I lost my Mum a year ago on the 12th and it’s been very hard with many tears. It would have been her birthday on the 23rd so another sad day. I find there are many days when I just sit and stare into space with a totally vague feeling. People say it gets easier but if I’m honest it just seems to get worse and I feel so lonely. I’m trying not to go to the doctors as I feel I’m probably no different but don’t know how to cope with life without her.
Hi, so sorry to hear this.
Losing a parent is life destroying and unless you’ve been through it you just dont understand.
The pain is indescribable.
The hardest thing is that everyone elses lives just carry on and you are stuck in this bubble of grief.
I feel your pain
Hi, it’s so so hard when you lose someone you have loved for such a long time. Having had your Mum’s first anniversary this month as well as her birthday coming up next week, means the memories just flood in and knock you sideways. Hence the many tears. Many people experience this and worry so, when feeling worse after time has passed. I did and I reached out for help. I am currently receiving bereavement counselling. You maybe able to self-refer via Wellbeing or MIND, if you’d rather not approach your GP. Talking therapy is just one of the options available. It might be worth looking into.

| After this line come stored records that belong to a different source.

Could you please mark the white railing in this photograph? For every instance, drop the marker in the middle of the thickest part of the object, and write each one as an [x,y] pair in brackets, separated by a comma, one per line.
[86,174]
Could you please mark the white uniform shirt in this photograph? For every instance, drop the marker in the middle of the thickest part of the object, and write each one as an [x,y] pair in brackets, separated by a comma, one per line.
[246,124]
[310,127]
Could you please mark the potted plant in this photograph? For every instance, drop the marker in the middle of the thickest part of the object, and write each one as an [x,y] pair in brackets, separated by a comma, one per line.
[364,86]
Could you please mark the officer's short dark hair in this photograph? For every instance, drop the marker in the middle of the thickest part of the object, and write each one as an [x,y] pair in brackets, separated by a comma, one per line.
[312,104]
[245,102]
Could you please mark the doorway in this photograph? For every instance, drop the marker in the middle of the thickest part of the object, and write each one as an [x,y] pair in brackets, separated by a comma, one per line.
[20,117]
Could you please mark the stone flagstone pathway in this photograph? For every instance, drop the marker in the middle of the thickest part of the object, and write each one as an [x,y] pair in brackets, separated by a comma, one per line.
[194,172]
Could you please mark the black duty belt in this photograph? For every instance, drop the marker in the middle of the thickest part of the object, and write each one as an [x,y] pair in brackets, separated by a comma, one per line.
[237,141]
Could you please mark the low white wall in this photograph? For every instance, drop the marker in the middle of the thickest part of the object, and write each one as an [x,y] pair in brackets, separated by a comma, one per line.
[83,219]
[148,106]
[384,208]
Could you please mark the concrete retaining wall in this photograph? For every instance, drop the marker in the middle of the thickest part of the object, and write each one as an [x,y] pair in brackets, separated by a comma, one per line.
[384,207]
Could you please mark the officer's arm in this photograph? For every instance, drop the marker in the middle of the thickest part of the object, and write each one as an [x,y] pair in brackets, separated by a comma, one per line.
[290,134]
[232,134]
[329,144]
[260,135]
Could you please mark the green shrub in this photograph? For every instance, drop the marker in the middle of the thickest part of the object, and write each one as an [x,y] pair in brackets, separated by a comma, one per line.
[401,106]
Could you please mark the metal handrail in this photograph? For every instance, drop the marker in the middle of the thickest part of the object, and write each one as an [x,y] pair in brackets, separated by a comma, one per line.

There’s a lot of experience, advice and kindness here, at your fingertips. Keep posting. Wishing you some lighter moments today, kind regards, x
Hi, just wanted to add that I hope I didn’t upset you when mentioning talking therapy in my earlier post. It’s not easy and it’s not for everyone. Asking for help is seen as a positive…take care, x
No problem, thankyou x
I know exactly how you are feeling, i lost my mother in June 2007, the first year for me was very difficult, but over time I began to evaluate what had happened. And now I truly believe my mother, still, to this very day has a huge amount of influence over my life, I know we’re she here she would be telling me to be the life force that unfortunately she can no longer be, what I would say is this, live for the moment, allow whatever feelings you have to express themselves. In time, you will begin to see that life has to go on, the journey is hard, but you will come through it, stay strong.
All the best.
I read this and I totally understand where you are coming from. You must be kind to yourself … it’s still really early days and loosing a parent is so hard ! I lost my mom at a similar age and I remember the pain. It took a long long time but I got there in the end. Recently I have lost my brother and it’s all come spinning back BUT this time I know I will get through it. You will be ok … it just takes time and ideally support. Hang in there x
Isn’t it the pits
I’m sorry you are struggling but reaching out here is a positive step. Nilesh’s words struck me as they have before. I am sure your mum would be proud of you for facing the problem and reaching out for help.
My mum died May this year and my dad May 17. My life is going on but the rollercoaster of emotions is so dramatic.
Keep talking on here. It helps me.
Personally I am taking one day at a time over Christmas and not expecting too much of myself. Be kind and patient with yourself, no doubt how your mum was with you.